His first novel, This Side of Paradise, is told by a third-person narrator, who is very much aware of what he is doing, and as much of an egotist as the main character Amory Blaine. "She had been born and brought up in France.... I see I am starting wrong. Let me begin again." The narrator appears very self-conscious of what he is doing. Throughout the novel, the choice to include all of Amory's poems is as much the narrator showing off as it is Amory.

F. Scott Fitzgerald once said, "the test of a first-rate intelligence is the ability to hold two opposed ideas in the mind at the same time, and still retain the ability to function." And that is exactly the way he wrote the point of view in The Great Gatsby - with this kind of double vision.
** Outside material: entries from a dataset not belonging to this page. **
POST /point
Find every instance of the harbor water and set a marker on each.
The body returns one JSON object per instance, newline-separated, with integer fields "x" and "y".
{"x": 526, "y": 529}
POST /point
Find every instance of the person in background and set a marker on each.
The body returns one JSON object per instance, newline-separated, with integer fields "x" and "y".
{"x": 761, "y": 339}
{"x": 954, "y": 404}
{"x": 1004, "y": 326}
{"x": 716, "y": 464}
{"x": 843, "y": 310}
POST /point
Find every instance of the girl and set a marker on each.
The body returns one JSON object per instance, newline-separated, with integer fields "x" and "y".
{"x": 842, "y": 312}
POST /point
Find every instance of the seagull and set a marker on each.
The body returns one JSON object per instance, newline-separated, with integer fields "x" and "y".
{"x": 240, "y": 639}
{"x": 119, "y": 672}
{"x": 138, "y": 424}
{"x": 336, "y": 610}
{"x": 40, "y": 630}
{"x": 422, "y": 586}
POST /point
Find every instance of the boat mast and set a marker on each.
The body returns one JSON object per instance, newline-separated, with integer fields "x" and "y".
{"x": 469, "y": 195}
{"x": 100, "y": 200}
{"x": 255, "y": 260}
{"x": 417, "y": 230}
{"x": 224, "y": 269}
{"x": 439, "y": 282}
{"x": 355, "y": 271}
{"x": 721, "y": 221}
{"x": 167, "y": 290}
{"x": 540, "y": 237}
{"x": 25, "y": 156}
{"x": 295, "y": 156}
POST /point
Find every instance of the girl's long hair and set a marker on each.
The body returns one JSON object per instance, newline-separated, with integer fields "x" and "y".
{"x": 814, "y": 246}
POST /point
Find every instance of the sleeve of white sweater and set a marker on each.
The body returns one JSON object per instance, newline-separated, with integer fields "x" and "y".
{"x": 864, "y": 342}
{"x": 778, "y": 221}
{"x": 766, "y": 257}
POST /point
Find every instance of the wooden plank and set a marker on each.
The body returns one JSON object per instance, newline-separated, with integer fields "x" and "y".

The story is told from the first-person point of view of Nick Carraway, who both participates in the Jazz Age lifestyle, and observes and judges it. "Do you want to hear about the butler's nose?" Daisy asks him, to which he responds; "That's why I came over to-night." Nick is involved in the lavish, meaningless lifestyles of so many, but he can also evaluate it critically. "I wanted no more riotous excursions with privileged glimpses into the human heart." The double vision he possesses allows us, the readers, to feel the emotion and excitement of living at that time, but to also see the truth.
In his writing, and especially in This Side of Paradise and The Great Gatsby, F. Scott Fitzgerald uses point of view techniques to their fullest potential. Through the different points of view - even in the same novel- Fitzgerald portrays his characters and the world he lived in.